The researchers used climate and economic models to compare three scenarios. In one scenario, potent HFCs continues to be used. In the second, the most widely used HFC is replaced with an HFC that results in less warming, but is still hundreds of times more potent than CO2. In the third, propane is used as a refrigerant in all split ACs.
They found switching to propane would avoid between 0.06°C and 0.12°C of warming by 2100, assuming a future in which CO2 emissions continue around current levels to 2050 then begin to fall. Switching to the less potent HFC avoided 0.03°C of warming.
Alex Hillbrand at the Natural Resources Defense Council, a US environmental advocacy organisation, says 0.1°C in avoided warming would be a “huge deal”. It equates to nearly half of what the global HFC phasedown is aiming to achieve by reducing HFC use 80 per cent by 2047. But widespread adoption of propane would be challenging, especially for countries like India and China where demand for cooling is growing rapidly, he says.
Manufacturers have mostly met phase-down commitments so far by switching to less potent HFCs because they are more familiar, says Hillbrand. Propane air conditioners are available in Europe and Asia, but make up a small portion of the current market. Elsewhere they are prohibited because propane is flammable.

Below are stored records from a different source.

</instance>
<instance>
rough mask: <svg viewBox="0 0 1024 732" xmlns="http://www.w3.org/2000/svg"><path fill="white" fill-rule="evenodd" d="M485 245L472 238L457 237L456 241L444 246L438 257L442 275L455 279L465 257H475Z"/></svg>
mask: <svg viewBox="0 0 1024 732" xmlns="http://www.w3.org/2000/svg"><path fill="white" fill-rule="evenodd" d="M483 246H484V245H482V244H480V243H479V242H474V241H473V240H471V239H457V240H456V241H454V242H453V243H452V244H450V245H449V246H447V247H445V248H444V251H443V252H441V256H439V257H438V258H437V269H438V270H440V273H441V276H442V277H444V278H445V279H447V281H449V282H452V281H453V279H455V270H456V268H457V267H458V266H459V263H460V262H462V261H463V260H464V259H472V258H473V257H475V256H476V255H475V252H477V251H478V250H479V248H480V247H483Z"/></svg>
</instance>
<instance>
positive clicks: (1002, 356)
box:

3.7 billion air conditioners are expected to be operating in 2050. Peters says it would be good if more of them used propane. But with 80 per cent of cooling-related emissions coming from generating the electricity used to power cooling appliances, more energy-efficient cooling and clean sources of power are also needed. Other climate-friendly refrigerants such as ammonia could also be better suited for different places and applications.